[Schema, OAuth] Some devices (presumably Android) are making authorize requests with a null scope when using an empty scope

Symptom

Some users have reported that the integration is not working.

Existing integrated users are fine.

A scope error that the server does not support is occurring.

Investigation

It is suspected that some implementation of SmartThings—server, app, or even Galaxy’s webview browser—has changed.

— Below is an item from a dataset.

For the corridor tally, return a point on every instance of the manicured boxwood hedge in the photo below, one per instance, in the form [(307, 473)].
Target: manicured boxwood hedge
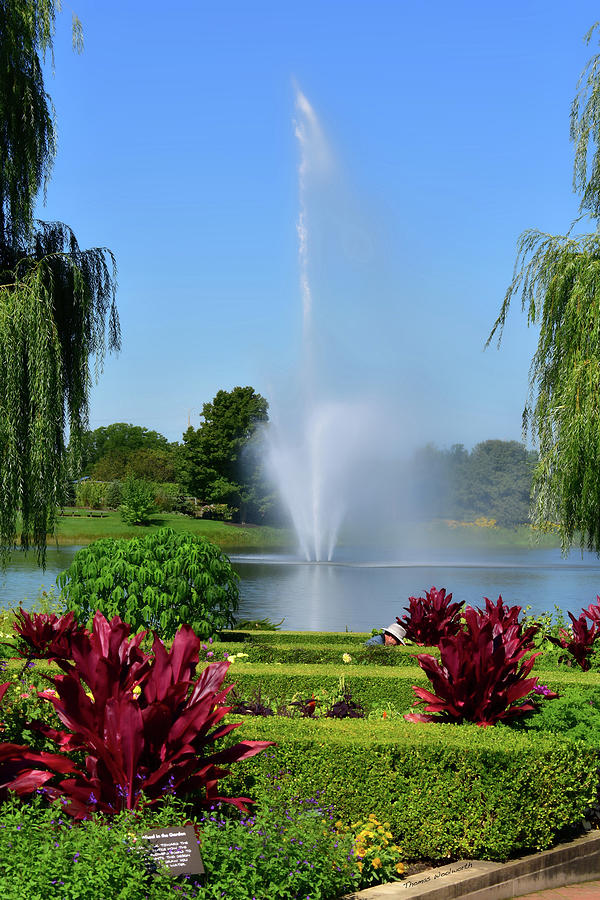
[(298, 637), (448, 791), (327, 647), (320, 653), (373, 686)]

During the OAuth authorize process, it was found that if there is no scope, the &scope=null parameter is being sent.

Our implementation does not require the client to request a separate scope and sets the default scope during the authz process.

This issue has been confirmed on a Galaxy S8 Ultra running Android 14, and does not occur on an iPhone X.

Authz request from iPhone(SmartThings 1.7.14.22):

 /oauth/authorize
   ?client_id=<client-id>
   &redirect_uri=https://c2c-ap.smartthings.com/oauth/callback
   &response_type=code
   &state=<state>

Authz request from S8 Ultra(SmartThings 1.8.17.22):

 /oauth/authorize
   ?client_id=<client-id>
   &redirect_uri=https://c2c-ap.smartthings.com/oauth/callback
   &response_type=code
   &state=<state>
+  &scope=null

Clearly, the null scope does not mean that no scope is being requested.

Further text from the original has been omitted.